The operating environment of this tutorial: windows10&&linux7.3 system, Dell G3 computer.
Linux uses physical memory first. When the physical memory is still free, Linux will not release the memory. The program occupying the memory has been closed. (This part of the memory is used for caching). In other words, even if you have a large amount of memory, it will be full after using it for a period of time. The advantage of this is that it will be faster to start programs that have just been opened or read data that has just been accessed, which is very beneficial to the server.
Difference
windows always leaves a certain amount of free space in the memory. Even if the memory is free, the program will use some virtual memory. , the advantage of this is that it is faster to start a new program, just allocate some free memory to it,
And what about Linux? Since the memory is often fully used, a piece of memory must be cleared first and then allocated to a new program. Therefore, the startup of the new program will be slower.
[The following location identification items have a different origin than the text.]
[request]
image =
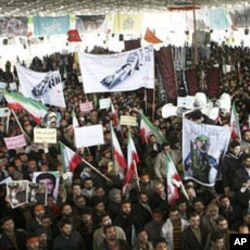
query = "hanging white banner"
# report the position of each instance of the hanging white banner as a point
(43, 86)
(118, 72)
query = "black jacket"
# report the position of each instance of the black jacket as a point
(189, 241)
(121, 243)
(6, 243)
(75, 241)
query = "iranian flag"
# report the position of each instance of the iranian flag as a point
(17, 102)
(147, 129)
(119, 159)
(75, 122)
(234, 124)
(174, 182)
(114, 115)
(133, 159)
(69, 158)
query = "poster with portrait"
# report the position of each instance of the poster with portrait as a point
(203, 149)
(16, 193)
(124, 71)
(50, 180)
(37, 193)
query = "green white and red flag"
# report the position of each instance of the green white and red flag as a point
(17, 102)
(70, 159)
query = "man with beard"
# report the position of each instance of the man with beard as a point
(126, 221)
(194, 236)
(198, 162)
(11, 238)
(111, 241)
(241, 182)
(231, 162)
(143, 210)
(245, 142)
(98, 236)
(142, 241)
(67, 213)
(69, 239)
(222, 228)
(173, 228)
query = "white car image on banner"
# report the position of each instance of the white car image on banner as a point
(118, 72)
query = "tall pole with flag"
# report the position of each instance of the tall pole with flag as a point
(234, 124)
(119, 159)
(174, 182)
(147, 128)
(133, 160)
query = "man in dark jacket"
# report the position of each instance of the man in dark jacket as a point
(242, 182)
(111, 241)
(68, 239)
(11, 238)
(194, 236)
(230, 164)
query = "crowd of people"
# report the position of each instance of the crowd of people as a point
(95, 214)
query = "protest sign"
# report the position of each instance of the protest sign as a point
(86, 107)
(89, 136)
(128, 120)
(45, 135)
(15, 142)
(104, 103)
The Linux kernel basically puts all the data in the memory first. If the memory is not enough, it will put it in the swap partition (virtual memory). The detail is that only frequently used data will be placed in the memory. Infrequently used data will be placed in the memory. The operated data will be gradually placed on the swap partition and written back to the hard disk when appropriate.
The processing method of Windows is to use memory and virtual memory together, rather than focusing on memory operations. The result is that the IO burden is relatively large, which sometimes slows down the processing speed. The philosophy of Linux is to use memory as much as possible, because the speed of memory is more than 100 times faster than the speed of the hard disk.
Expand knowledge
Linux divides physical memory into three levels for management
The physical memory of the system is divided into several nodes (nodes). One node corresponds to a memory cluster bank, that is, each memory cluster is considered a node. (You can use NODE_DATA(node_id) to find the node numbered node_id in the system)
The memory is divided into nodes, and each node is associated with a processor of the system. pg_data_t is used in the kernel to instantiate each node in the system. Nodes are linked to a NULL-terminated pgdat_list linked list, where each node is linked to the next node using the pg_data_tnode_next field. For the UMA structure, only the static pg_data structure of contig_page_data is used. At this time, NODE_DATA directly points to the global contig_page_data.
Nodes are divided into memory management areas. A memory management area is described using struct zone_struct, zone_t, to represent a certain range of memory. The 16MB of the low-end range is described as ZONE_DMA, then the ordinary memory domain ZONE_NORMAL that can be directly mapped to the kernel, and finally the physical area beyond the kernel segment. Address field ZONE_HIGHMEM (0xF8000000~0xFFFFFFFF), high-end memory, is the available memory space reserved in the system and cannot be directly mapped by the kernel. (In order to be compatible with hot-plugging and memory fragmentation processing, the kernel introduces some logical memory areas:
1. The kernel defines a pseudo memory area ZONE_MOVEABLE, which needs to be used in mmeory mirgation, a mechanism to prevent physical memory fragmentation. This memory area is for the ultimate use of memory fragmentation
2. ZONE_DEVICE: Non Volatile Memory allocated to support hot-swappable devices. Non-volatile memory).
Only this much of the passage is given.